Sunday, April 1, 2012

Hard Bodies

In my mind’s eye, I can still see my grandmother undressing for bed, silhouetted by the hall light, long after my sister and I have gone to bed.

Born in 1896, Grandma Anderson is visiting from Detroit, where she and her engineer husband raised my mother on Lawrence Avenue when life was good, before the stock market crash of 1929. We live in Northern Virginia now, and my sister and I are sharing our bedroom with Grandma while she visits.

The last piece of clothing removed is a corset, a full-length pink monstrosity with endless hooks and eyes that have been holding Grandma under strict control all day from stem to stern. I marvel at the redoubtable antique corset, just a few steps removed from those lace-up corsets that rearranged women’s internal organs in Victorian days just so they could boast an hour-glass figure. I’m excited at the prospect of wearing its younger cousin in just a few years, when I’m more grown up.

That time comes all too soon, and in high school and college in the 1960s I wear a girdle when I dress up. It’s a tight rubber contraption fitted with little tabbed devices to hold up my stockings while reconfiguring my teenage chubbiness. In stewardess school, our foundations consultant says she likes “her girls” to wear a little firming girdle so they look professional. We all agree, and purchase the necessaries to look as professional as possible.
 
In the 1970s come pantyhose, some with built-in tummy-flattening, butt-hardening elastic tops to create hard bodies out of soft flesh. Then comes the era of real hard bodies, the compact, well muscled, bikini-clad California roller bladers along Venice Beach. We dance aerobics and take up running to be like them, and give up elastic in favor of real muscles. What a difference exercise makes! As a mother of elementary school kids, I may not have a really hard body, but I feel fantastic! I run 1-1/2 miles to aerobics class, dance for an hour, then run 1-1/2 miles home to cook dinner for my husband and children. All this after working at a full-time publishing job during the day.

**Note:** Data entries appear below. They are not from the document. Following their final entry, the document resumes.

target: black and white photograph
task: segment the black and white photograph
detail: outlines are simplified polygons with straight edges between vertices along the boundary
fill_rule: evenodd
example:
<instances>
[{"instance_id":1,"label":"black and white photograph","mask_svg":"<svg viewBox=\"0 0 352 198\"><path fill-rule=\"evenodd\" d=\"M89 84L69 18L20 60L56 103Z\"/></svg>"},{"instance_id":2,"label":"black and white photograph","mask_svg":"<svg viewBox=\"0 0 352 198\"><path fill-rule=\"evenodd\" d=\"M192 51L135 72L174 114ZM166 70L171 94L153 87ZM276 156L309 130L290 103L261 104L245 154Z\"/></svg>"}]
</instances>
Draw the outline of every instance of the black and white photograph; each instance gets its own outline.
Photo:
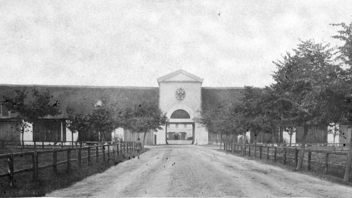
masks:
<instances>
[{"instance_id":1,"label":"black and white photograph","mask_svg":"<svg viewBox=\"0 0 352 198\"><path fill-rule=\"evenodd\" d=\"M0 197L352 197L350 0L0 0Z\"/></svg>"}]
</instances>

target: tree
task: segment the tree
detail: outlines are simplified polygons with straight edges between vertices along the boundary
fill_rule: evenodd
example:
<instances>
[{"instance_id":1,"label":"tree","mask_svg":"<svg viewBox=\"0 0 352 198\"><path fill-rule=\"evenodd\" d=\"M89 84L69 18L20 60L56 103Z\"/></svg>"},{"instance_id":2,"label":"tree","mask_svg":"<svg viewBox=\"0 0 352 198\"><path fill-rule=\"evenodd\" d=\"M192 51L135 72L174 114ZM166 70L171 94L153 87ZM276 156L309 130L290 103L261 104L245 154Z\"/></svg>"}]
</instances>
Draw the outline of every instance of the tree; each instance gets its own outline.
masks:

The years have taken their toll, and I admit to looking more like the saggy baggy elephant than the svelte somebody I set out to be. I’m not much of a shopper, and rarely set foot in a department store, so it came as a total surprise on a recent visit to JC Penney to discover that girdles are back! Can you say Spanx?

Will we ever stop trying to rearrange our bodies and just be ourselves, let it all hang out? Come to think of it, that’s what the Hawaiians invented muumuus for. Total comfort in a colorful drape. That’s for me!